In tegenstelling tot het antwoord op de Arabische Lente van 2011, toen de machthebbers een nieuwe grondwet voorstelden en enkele eisen inwilligden, bestaat het antwoord van nu op de ‘Hirak’-beweging uitsluitend uit veiligheidsmaatregelen en uit grof geweld. Maar dat heeft de ‘Hirak’-beweging niet gebroken, integendeel, alleen maar versterkt, met behoud van haar geweldloosheid. Dit leidt tot reflectie en tot een breed maatschappelijk debat, en uiteindelijk tot een reeks eisen waaruit politieke rijpheid spreekt, en een scherp bewustzijn van de problematiek waarmee de regio al decennialang te kampen heeft. De voorstellen die gedaan worden behelzen een geloofwaardig en realistisch sociaal, economisch, cultureel en milieubewust project.

Gedestabiliseerd door een beweging die zich van nieuwe strategieën bedient, overduidelijk niet langer in staat op de gebruikelijke manier te reageren, blijken de machthebbers nu ingehaald te zijn door de oude demonen, die onder het vorige regime het Marokkaanse volk geslachtofferd hebben. De repressie richt zich op de demonstranten in de Rif, op de activisten van de mensenrechtenorganisaties, op de journalisten die geprobeerd hebben de feiten te vertellen, en bedient zich van methodes uit het verleden: systematisch gebruik van geweld tegen de demonstranten, willekeurige arrestaties, ontvoeringen, martelingen, bedreigingen met geweld, veroordelingen tot zware gevangenisstraffen, ook voor minderjarigen, schending van het recht op verdediging, gevangenhouding van verdachten en veroordeelden in gevangenissen ver weg van hun woonplaats et cetera.

Toch is er sprake van een zekere innovatie in dit digitale tijdperk: de orkestratie, via de officiële en traditionele media, van propaganda die erop gericht is de repressie te legitimeren, waarbij heel verraderlijk de etnische kaart wordt gespeeld, en die van het separatisme, om zodoende de reputatie van de boegbeelden van de ‘Hirak’-beweging te besmeuren, en van sommige journalisten.

De ‘Hirak’-beweging bestaat nu een jaar, en is sterker dan ooit. De repressie is eveneens heviger dan ooit. Welke conclusie moeten we hieruit trekken? In elk geval dat de strijd voor de democratie in Marokko meer dan ooit aan de orde is. Daarvan is de beweging in de Rif een uiting, en het is duidelijk dat de strijd breder en meer gericht is geworden.
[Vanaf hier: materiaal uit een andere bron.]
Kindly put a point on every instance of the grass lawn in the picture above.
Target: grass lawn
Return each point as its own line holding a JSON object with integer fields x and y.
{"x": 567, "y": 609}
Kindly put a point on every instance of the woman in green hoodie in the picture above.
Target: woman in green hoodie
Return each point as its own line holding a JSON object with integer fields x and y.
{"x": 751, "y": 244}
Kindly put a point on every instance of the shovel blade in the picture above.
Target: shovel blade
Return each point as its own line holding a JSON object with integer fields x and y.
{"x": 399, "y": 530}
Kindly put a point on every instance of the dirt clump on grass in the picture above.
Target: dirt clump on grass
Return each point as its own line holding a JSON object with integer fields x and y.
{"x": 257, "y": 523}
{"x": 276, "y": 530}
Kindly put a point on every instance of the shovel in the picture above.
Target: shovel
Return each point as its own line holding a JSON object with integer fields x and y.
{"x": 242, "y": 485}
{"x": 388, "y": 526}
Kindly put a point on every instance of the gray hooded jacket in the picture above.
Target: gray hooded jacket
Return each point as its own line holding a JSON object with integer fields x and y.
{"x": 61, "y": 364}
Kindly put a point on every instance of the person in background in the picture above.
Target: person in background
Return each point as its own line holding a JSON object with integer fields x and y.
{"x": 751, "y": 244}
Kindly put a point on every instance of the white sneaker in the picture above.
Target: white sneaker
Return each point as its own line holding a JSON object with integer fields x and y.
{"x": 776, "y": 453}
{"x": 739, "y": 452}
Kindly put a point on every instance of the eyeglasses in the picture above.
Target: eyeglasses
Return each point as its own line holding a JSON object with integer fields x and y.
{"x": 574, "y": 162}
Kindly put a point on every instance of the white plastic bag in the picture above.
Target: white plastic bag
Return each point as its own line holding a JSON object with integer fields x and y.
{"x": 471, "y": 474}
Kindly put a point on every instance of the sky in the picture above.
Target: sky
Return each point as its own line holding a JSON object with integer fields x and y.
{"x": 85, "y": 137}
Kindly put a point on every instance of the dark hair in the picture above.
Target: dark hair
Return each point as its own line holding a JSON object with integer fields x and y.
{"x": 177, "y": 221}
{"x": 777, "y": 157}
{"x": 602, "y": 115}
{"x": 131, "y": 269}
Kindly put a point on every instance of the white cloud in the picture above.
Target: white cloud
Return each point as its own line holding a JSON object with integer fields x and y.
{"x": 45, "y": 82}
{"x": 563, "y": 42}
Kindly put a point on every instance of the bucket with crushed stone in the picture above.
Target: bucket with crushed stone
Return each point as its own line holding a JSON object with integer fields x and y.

Daar tegenover moeten we vaststellen dat de kleine stapjes die na veel strijd gezet zijn op de weg naar vrijheid en meer rechten, na het uiterst zwarte tijdperk dat Marokko gekend heeft na de onafhankelijkheid, nu weer teloor dreigen te gaan door een regime dat zich graag laat voorstaan op haar respect voor de mensenrechten.

Wij, degenen die deze oproep ondertekenen, vinden dat het moment is gekomen om alle democraten te mobiliseren die Marokko na aan het hart hebben liggen, om de repressie die de demonstranten uit de Rif te verduren hebben, met kracht af te wijzen. Om de voorbeeldige strijd van de ‘Hirak’-beweging te steunen, en om zoveel mogelijk de gerechtvaardigde eisen uit te dragen. Om de vrijlating te eisen van alle gevangenen van deze burgerbeweging die voor het Marokkaanse volk een nieuwe weg geopend heeft in haar strijd voor waardigheid, sociale rechtvaardigheid en democratie.